Under other circumstances, I might have spent a good chunk of time wondering what it would be like to see Chase again. For as long as I’d known him, other people had been tearing us apart. But right now, I didn’t have time to ponder the way my blood turned thin and hot in my veins just thinking about him. I didn’t have time for the repetition, with each beat of my heart, of an all-too-familiar word: Mine. Mine. Mine.

Right now, I couldn’t be Chase’s first and the pack’s second. My first allegiance was—and had to be—to what we’d come here to do.

Lake and I paid for a room in cash, and I pushed down the growing sensation that as Chase got closer and closer, I was riding a roller coaster climbing steadily to its highest peak, the anticipation of the world dropping out from underneath me to a screaming, hand-waving, heart-thumping freefall, the moment Chase and I met eyes. I didn’t have time for that, any of that. I was within ten miles of the man who’d killed my family. The one who’d broken Chase and laughed at the breaking.

That man needed to die.

That thought in the forefront of my mind—and probably Lake’s, too—we passed the time waiting for Devon and Chase by settling into our room: one twin bed, no window, no air-conditioning. To Lake’s credit, she didn’t say a word about my silence, or the volley of emotions that must have been crisscrossing my face as minutes turned into hours. She just took out two knives and started sharpening them against each other, the rhythmic ching-ching-ching of metal on metal providing a fitting sound track to my own violent thoughts.

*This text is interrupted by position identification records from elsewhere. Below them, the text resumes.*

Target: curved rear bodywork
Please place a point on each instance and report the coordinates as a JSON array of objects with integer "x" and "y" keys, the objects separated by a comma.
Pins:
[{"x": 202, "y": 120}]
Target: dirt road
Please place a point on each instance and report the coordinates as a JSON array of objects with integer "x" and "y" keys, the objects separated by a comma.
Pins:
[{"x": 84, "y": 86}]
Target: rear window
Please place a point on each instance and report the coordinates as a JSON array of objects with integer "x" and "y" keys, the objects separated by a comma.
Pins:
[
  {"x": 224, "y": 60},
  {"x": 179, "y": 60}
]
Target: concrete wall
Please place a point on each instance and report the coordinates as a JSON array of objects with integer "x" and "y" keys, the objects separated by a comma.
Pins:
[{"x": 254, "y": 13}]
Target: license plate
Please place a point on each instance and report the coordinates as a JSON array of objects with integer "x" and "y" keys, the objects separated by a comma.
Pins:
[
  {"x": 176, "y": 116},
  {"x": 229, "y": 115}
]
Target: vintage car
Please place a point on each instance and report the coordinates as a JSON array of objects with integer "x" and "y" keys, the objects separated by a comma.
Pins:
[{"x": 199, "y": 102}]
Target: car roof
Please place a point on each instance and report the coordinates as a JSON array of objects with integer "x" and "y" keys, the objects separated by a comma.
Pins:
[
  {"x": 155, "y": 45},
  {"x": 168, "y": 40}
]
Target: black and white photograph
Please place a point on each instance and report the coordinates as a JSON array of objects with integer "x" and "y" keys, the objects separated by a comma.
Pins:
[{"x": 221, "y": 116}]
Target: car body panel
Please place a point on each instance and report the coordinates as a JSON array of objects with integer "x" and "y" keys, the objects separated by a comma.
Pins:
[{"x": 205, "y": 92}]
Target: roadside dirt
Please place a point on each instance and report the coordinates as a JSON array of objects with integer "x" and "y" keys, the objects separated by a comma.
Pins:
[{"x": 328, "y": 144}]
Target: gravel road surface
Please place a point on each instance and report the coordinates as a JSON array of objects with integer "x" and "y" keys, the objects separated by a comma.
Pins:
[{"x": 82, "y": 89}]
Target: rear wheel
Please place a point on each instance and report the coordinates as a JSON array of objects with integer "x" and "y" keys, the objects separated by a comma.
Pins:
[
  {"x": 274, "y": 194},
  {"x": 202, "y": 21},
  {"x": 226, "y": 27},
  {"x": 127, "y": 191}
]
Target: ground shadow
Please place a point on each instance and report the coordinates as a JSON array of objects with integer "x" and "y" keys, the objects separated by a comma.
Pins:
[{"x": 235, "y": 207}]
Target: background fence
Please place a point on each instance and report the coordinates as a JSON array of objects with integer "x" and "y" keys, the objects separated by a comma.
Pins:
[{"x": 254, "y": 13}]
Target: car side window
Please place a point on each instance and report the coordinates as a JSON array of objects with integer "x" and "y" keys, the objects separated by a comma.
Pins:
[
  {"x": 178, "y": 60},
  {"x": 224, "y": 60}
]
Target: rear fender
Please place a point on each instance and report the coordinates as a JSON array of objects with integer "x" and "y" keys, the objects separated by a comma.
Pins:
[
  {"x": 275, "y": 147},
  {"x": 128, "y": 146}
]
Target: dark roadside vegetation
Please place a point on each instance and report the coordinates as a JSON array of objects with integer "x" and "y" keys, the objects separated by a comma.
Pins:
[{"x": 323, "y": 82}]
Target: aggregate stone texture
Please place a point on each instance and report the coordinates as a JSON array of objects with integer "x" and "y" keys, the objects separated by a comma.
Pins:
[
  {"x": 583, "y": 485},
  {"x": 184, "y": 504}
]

The Rabid’s death wouldn’t be bloody. Revenge was a luxury for those who had the upper hand, and we didn’t. There were more of us, but Wilson was older. He might not have known we were coming yet, but he’d sense Lake, Devon, and Chase the second they got within a mile of his little cabin in the woods. Mulling our disadvantage over in my mind, I detached from the instincts that told me that this man needed to be torn limb from limb. Werewolves were all about the instincts. The one advantage I might have in this game was that I wasn’t a Were.

When I had to, I could think like a human.

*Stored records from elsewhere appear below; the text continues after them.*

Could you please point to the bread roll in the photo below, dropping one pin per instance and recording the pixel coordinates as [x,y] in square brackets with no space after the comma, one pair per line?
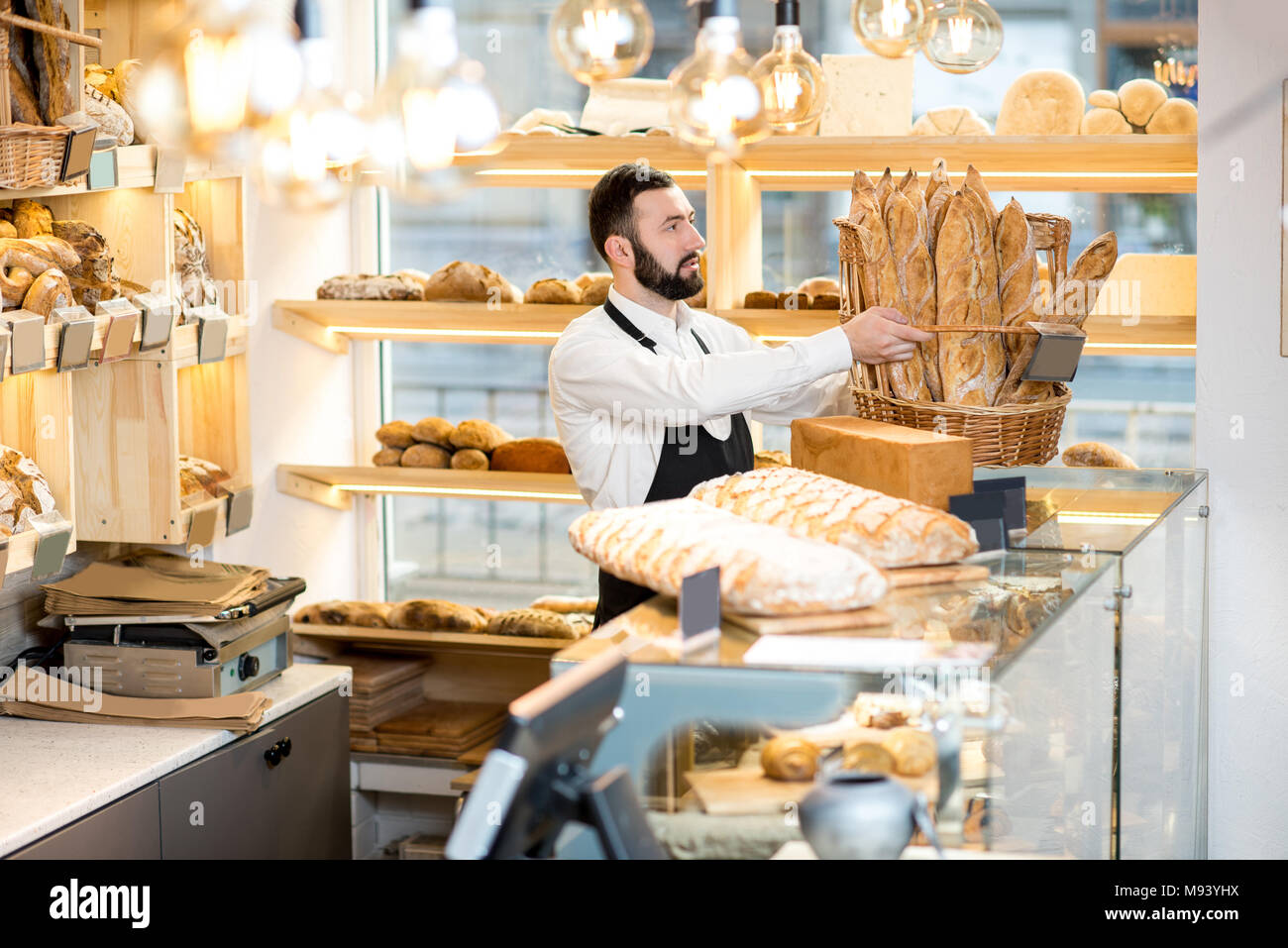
[761,571]
[426,456]
[790,758]
[533,455]
[434,616]
[887,531]
[1018,277]
[1094,454]
[1138,99]
[469,459]
[434,430]
[553,291]
[395,434]
[480,434]
[1042,102]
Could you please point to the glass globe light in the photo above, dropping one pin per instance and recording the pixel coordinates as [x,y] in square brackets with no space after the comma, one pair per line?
[596,40]
[432,104]
[791,82]
[961,35]
[715,104]
[889,27]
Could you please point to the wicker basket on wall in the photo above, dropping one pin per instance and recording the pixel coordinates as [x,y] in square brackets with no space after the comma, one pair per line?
[1003,436]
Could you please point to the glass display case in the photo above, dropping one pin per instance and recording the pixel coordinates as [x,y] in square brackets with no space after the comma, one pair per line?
[1064,690]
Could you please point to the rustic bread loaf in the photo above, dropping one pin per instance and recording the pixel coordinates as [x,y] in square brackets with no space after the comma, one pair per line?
[888,531]
[763,570]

I didn’t need to see my parents’ murderer torn limb from limb. All I needed was to put a silver bullet through his forehead and a matching set in his heart and lungs.

I was so caught up in weaving in and out of the situation’s logic that I almost didn’t recognize the feel of the world turning upside down, my stomach flipping inside out, every hair on my body standing slightly on end, like I’d found myself in the center of an electrical storm.